English governor of Virginia colony

Sir John Harvey ( - ) was a Crown Governor of Virginia. Before becoming involved in Virginia politics, he was a transporter of settlers from England, owning a ship called the Southampton. In 1624, Harvey reported to the royal commissioner that the colony had recovered faster than expected from the Indian massacre of 1622. Harvey traveled back and forth between North America and England.

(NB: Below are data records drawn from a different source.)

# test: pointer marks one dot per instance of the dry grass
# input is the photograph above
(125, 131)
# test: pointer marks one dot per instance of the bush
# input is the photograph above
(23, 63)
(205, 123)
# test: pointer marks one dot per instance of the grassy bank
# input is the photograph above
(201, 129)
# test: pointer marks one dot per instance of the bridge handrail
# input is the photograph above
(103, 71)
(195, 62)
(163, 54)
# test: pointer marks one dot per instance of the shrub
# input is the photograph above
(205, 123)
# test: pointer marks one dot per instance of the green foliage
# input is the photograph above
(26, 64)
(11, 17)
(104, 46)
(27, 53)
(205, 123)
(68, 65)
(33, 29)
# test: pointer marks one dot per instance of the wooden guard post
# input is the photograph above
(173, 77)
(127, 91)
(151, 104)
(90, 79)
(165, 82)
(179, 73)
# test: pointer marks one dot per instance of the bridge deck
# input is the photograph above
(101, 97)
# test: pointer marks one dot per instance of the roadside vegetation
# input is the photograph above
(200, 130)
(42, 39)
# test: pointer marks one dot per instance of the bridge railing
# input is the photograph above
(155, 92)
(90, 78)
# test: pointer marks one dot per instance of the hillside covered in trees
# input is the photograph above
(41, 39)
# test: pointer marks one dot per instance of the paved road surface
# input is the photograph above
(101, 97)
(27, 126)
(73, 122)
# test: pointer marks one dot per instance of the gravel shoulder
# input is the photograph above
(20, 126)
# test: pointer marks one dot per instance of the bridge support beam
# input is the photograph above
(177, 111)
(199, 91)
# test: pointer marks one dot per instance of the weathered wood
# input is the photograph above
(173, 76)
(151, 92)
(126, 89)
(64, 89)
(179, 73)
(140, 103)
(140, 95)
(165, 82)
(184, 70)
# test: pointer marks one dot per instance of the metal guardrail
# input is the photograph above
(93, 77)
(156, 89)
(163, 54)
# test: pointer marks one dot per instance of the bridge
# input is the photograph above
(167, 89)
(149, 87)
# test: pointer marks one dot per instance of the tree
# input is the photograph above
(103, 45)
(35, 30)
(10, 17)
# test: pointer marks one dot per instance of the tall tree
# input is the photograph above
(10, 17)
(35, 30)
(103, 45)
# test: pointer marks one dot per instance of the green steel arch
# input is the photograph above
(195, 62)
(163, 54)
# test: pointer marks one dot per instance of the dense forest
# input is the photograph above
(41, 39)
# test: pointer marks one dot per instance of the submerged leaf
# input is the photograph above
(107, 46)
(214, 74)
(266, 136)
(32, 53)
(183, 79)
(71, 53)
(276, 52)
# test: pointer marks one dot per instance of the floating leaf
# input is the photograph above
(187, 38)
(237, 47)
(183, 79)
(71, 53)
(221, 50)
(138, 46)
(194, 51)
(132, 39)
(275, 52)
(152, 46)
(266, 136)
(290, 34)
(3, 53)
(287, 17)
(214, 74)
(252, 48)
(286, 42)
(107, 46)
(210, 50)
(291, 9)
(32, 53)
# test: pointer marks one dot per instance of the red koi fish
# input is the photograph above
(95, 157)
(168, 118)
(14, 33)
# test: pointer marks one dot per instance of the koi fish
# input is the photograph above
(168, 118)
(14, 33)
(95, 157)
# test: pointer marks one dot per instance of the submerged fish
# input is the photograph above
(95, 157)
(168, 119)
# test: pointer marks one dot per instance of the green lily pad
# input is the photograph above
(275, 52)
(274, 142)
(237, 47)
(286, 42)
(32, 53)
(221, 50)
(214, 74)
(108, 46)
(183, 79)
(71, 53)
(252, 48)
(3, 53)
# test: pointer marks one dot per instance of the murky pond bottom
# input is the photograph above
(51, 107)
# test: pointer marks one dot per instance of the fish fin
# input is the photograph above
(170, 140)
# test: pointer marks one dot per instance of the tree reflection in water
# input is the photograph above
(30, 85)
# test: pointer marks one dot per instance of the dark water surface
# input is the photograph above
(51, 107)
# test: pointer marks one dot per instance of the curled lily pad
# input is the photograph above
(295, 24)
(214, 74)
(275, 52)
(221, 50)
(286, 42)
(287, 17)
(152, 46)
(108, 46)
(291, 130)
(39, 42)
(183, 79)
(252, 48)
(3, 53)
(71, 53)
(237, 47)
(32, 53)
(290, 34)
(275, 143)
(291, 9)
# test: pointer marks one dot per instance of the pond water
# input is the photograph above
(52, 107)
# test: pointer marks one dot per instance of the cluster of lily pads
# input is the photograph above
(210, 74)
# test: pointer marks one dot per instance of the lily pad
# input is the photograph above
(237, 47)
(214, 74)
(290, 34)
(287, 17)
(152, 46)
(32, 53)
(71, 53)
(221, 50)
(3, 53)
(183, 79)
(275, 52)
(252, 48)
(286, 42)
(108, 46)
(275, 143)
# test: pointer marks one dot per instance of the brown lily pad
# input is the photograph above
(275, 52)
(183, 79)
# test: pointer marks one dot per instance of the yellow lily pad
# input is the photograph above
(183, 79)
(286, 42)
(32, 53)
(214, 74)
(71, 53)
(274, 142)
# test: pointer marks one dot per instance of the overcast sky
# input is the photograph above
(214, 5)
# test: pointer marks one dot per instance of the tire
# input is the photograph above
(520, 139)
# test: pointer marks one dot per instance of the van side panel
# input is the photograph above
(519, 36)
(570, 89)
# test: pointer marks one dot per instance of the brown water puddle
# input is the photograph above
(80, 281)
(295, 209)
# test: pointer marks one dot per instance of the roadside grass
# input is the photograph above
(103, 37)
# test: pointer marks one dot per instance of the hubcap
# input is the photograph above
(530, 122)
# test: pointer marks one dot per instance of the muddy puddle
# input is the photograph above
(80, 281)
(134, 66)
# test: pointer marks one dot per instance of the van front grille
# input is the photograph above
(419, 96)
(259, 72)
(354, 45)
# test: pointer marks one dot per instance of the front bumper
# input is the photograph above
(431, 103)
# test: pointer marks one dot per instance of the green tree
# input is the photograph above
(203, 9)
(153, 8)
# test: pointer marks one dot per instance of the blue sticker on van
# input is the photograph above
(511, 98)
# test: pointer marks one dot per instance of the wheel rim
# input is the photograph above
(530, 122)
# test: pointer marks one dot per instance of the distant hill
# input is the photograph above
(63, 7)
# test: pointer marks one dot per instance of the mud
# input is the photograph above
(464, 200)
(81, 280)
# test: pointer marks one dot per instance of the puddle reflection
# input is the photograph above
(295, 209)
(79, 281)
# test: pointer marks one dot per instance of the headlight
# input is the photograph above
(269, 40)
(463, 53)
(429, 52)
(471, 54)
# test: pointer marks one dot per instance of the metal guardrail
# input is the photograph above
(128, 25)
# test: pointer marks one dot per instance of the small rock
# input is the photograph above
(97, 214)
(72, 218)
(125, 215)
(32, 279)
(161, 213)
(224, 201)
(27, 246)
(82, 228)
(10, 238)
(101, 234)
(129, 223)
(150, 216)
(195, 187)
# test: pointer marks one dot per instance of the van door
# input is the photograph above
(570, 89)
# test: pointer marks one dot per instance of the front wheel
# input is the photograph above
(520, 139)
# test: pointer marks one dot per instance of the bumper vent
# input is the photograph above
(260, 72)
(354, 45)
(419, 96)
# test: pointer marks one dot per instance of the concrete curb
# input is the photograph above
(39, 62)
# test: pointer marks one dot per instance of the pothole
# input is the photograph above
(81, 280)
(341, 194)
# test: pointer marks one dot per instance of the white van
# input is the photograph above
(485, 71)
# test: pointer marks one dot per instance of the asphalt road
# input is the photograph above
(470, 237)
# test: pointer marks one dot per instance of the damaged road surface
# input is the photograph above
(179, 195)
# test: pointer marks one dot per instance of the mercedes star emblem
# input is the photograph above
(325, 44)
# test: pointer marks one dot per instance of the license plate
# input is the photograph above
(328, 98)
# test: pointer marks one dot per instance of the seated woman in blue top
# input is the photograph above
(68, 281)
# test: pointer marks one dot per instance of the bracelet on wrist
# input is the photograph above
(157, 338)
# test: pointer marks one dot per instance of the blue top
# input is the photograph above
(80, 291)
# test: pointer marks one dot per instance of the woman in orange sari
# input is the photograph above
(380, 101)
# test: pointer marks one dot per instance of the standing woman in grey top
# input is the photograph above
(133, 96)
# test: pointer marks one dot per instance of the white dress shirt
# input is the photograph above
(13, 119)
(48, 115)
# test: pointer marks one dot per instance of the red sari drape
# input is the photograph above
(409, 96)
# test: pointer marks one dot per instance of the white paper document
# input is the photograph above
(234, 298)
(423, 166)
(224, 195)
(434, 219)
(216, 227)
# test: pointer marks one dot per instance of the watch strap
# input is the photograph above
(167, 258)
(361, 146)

Harvey was appointed to the governor position on March 26, 1628 by Charles I of England.

In autumn 1629, Harvey departed England aboard the Friendship with 300 other settlers to Virginia. Harvey appointed several inexperienced politicians, including Samuel Matthews and William Claiborne to the Virginia Governor's Council.

The captain, officers, and sailors of the ship that transported the governor to Virginia sued in admiralty court for their pay. His government has been described as tyrannical and Harvey himself has been called "an obnoxious ruler" and was generally held to be unpopular.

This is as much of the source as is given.